Method | Production Cell Line | Analytical Subclones |
---|---|---|
Southern Blots | Traditionally used to compare MCB with EOP cells. Accepted methodology for BLA filing. | A single shared hybridization band in a suitable number of analytical subclones can provide assurance of clonal origin. |
FISH | Karyotype analysis of individual cells from the MCB can identify unique consistent integration sites to support clonal origin. | Not necessary, as integration site consistency can be detected in MCB. |
NGS | Whole genome sequencing and TLA can provide detailed transgene and integration site DNA sequence. | Unique transgene integration sites or sequence variant markers can be used as clone-specific markers for subsequent PCR-based assays. |
TLA provides greater sequence coverage of the targeted transgene and flanking genome and can detect low frequency gene of interest sequence variants. | Markers identified in a suitable number of analytical subclones can provide assurance of clonal origin.
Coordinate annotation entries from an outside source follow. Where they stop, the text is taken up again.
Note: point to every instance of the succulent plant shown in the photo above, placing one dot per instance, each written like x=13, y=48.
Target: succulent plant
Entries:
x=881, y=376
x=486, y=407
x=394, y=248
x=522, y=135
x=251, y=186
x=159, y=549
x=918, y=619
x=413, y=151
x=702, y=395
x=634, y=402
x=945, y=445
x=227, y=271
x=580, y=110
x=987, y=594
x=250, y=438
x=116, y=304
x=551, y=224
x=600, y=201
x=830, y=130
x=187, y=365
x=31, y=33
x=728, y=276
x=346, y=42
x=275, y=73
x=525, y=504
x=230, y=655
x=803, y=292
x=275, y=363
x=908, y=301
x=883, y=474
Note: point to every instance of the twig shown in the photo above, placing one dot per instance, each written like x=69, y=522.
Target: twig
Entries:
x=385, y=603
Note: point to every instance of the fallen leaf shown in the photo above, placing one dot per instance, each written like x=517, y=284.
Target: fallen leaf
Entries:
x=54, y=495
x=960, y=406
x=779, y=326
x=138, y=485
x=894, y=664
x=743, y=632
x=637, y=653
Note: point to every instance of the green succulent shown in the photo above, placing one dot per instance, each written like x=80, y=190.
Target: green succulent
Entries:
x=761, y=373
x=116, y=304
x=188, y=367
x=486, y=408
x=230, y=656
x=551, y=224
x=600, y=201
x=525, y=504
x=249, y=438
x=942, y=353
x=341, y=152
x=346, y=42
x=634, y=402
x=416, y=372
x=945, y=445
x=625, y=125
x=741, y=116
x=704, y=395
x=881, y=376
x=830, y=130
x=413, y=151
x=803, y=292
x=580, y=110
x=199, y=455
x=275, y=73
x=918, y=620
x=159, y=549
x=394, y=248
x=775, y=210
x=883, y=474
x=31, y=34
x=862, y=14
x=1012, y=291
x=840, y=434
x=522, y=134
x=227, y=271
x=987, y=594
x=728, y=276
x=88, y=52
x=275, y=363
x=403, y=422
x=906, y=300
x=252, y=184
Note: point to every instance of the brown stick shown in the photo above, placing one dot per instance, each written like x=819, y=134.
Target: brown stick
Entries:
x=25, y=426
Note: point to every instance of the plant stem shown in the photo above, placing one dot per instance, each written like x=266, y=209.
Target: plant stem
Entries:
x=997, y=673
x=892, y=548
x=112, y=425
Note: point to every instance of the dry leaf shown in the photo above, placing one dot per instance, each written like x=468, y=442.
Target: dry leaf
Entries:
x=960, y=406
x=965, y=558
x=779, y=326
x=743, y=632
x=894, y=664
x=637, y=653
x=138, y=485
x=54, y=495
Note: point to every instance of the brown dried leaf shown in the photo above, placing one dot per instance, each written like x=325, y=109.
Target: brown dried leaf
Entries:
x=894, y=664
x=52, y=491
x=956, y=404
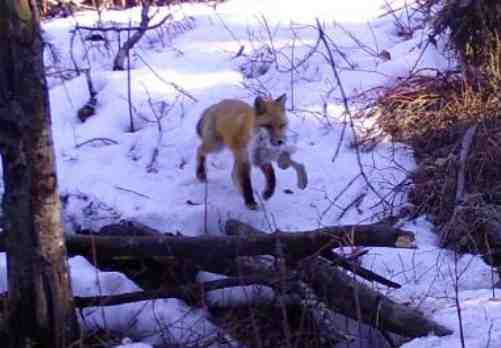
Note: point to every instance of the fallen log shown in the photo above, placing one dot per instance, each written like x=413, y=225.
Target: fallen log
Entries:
x=213, y=252
x=356, y=300
x=346, y=295
x=188, y=293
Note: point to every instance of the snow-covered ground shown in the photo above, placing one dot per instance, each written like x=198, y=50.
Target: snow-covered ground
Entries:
x=106, y=180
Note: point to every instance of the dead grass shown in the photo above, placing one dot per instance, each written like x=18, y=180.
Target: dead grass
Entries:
x=431, y=113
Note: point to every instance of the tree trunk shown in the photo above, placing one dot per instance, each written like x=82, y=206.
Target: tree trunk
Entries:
x=40, y=303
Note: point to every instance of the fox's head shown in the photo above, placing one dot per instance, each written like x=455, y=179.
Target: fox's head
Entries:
x=271, y=115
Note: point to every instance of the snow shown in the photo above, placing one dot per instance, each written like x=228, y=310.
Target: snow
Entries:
x=107, y=180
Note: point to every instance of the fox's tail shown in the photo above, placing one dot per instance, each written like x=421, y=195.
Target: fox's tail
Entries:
x=200, y=126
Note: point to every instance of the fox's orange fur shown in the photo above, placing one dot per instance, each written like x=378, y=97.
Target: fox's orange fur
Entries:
x=232, y=123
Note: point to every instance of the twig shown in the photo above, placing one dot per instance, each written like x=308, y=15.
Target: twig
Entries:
x=172, y=84
x=104, y=140
x=344, y=96
x=131, y=191
x=129, y=87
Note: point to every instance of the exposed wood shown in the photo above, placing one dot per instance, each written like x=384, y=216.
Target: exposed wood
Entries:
x=343, y=294
x=187, y=292
x=123, y=52
x=40, y=305
x=352, y=298
x=463, y=156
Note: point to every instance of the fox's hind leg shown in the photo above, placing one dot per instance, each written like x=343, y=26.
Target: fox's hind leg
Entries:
x=242, y=177
x=271, y=181
x=202, y=151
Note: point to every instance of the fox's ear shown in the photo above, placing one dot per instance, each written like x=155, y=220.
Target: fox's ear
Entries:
x=259, y=106
x=281, y=100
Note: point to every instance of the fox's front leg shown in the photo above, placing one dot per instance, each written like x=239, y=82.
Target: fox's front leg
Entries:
x=242, y=178
x=201, y=170
x=271, y=181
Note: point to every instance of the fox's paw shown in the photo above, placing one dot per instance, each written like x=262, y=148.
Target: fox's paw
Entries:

These NGS methods could be performed directly on analytical subclones but are data and cost intensive compared with PCR-based assays. | |
PCR | Inverse and splinkerette PCR can be used to identify transgene genomic integration fusion junctions and flanking sequences. | Genomic integration site junctions are unique identifiers that can be used for comparing a suitable number of analytical subclones to provide assurance of clonal origin. |
↵a For Random Integration Expression System.